Tive meu primeiro contato com a obra de Campolo em 2005, quando fui chamado pelo Alexandre Brasil, então Secretário Executivo Adjunto da Aliança Bíblica Universitária do Brasil (ABUB), para traduzir um texto que Campolo tinha escrito ao final da década de 1980 – e que tinha sido publicado em uma coletânea da Intervarsity. O texto mudou minha vida. A tradução de A Urgência do Chamado serviu como base para o material de formação do Congresso Missionário Estudantil da ABUB de 2006. O impacto desse texto na minha vida, e em muita gente da minha geração, é visível até hoje.

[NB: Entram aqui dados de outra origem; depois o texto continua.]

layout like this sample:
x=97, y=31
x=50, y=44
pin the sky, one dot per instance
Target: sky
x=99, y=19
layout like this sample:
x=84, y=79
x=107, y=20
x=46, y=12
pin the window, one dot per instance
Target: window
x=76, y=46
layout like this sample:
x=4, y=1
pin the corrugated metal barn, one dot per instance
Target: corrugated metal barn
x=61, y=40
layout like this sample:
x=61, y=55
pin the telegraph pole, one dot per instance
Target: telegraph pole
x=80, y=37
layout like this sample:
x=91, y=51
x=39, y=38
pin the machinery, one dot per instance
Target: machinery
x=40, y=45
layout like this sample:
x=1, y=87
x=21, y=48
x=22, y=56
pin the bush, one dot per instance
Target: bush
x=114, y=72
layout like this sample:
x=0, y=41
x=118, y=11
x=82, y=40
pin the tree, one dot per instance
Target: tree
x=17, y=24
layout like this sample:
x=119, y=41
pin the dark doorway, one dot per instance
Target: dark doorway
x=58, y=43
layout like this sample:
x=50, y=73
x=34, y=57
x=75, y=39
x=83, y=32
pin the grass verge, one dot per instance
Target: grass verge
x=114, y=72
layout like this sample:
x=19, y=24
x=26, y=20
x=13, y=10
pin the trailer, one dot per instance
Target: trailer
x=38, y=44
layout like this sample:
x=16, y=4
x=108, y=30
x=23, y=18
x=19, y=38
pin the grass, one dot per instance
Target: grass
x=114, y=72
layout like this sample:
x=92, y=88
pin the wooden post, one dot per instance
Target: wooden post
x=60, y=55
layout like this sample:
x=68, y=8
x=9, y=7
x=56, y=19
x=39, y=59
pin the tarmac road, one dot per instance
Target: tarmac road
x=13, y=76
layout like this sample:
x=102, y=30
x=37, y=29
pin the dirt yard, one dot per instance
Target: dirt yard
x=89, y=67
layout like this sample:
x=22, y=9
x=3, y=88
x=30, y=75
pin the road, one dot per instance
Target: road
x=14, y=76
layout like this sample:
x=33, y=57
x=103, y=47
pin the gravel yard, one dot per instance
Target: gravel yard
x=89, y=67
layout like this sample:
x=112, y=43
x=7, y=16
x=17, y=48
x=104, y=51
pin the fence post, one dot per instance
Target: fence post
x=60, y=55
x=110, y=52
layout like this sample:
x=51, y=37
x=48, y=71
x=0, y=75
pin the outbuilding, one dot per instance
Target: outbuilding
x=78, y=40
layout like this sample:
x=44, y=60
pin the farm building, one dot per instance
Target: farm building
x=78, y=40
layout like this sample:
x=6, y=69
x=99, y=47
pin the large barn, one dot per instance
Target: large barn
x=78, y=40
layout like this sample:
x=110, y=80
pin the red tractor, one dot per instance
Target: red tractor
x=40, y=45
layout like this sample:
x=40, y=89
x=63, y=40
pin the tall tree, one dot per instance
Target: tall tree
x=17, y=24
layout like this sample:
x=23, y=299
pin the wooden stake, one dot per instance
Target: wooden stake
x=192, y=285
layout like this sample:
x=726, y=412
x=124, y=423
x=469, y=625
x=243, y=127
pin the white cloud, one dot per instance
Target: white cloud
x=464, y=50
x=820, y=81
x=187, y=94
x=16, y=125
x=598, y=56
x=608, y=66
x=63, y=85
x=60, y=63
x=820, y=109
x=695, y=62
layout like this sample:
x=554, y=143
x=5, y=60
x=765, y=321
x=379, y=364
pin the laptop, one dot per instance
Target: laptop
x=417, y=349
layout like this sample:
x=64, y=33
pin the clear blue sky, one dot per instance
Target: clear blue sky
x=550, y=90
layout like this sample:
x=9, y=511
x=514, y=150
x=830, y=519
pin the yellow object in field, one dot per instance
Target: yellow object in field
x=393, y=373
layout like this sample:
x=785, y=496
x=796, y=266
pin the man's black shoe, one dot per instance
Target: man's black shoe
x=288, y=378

O pastor Tony Campolo era um cara sincero, crente e desafiador. Como Jesus. Ele nos desafiava a viver um Evangelho radical, verdadeiro, sem nos importarmos com as consequências dessa escolha.

Ele também sabia usar o humor para pregar, e nos lembrar das nossas limitações humanas. Em 2012, quando a Comunhão Anglicana ameaçava se dividir em torno da ordenação das suas primeiras bispas, ele foi o pregador principal e ironizava: “eu não entendo vocês, Anglicanos. Vocês estão além da minha compreensão. Porque vocês tem na Igreja Anglicana um bispo em Durham que não acredita na ressurreição de Cristo. E agora vocês vão rachar a igreja por conta de ordenação de mulheres bispas?!” A Igreja Anglicana não rachou, naquela ocasião. Eu havia começado a frenquentar uma igreja Anglicana naquela época, e essa pregação, bem como as consequencias dela, foram importantes na minha vida.

Por volta dessa época, me aprofundei um pouco mais na obra de Campolo. Através dele, conheci o movimento dos Cristãos da Letra Vermelha, e também a vida e a obra do Shane Claiborne – que liderava, junto com ele, esse movimento. O movimento trazia uma perspectiva de hermenêutica bíblica que era absolutamente coerente com o chamado radical do Evangelho de Jesus. Era, acima de tudo, simples. Em linhas gerais, eles diziam: a igreja cristã, ao longo dos séculos, e nós mesmos, em nossas vidas, sempre corremos o risco de fazermos uma leitura muito seletiva da Bíblia. E essa leitura, frequentemente, relativiza às palavras de Jesus. Quando Jesus, nos Evangelhos, nos desafia a seguí-lo, como desafiou aos seus discípulos, a gente acaba pegando textos do Velho Testamento, ou das cartas de Paulo, para relativizar. Jesus diz para amar aos inimigos, mas daí a gente lembra que Davi matou seus inimigos, e que não podemos levar Jesus ao pé-da-letra. Por outro lado, tornamos algumas outras passagens da Bíblia como literais, com critérios diferentes. O que o movimento pedia era pra gente levar à sério as palavras de Jesus.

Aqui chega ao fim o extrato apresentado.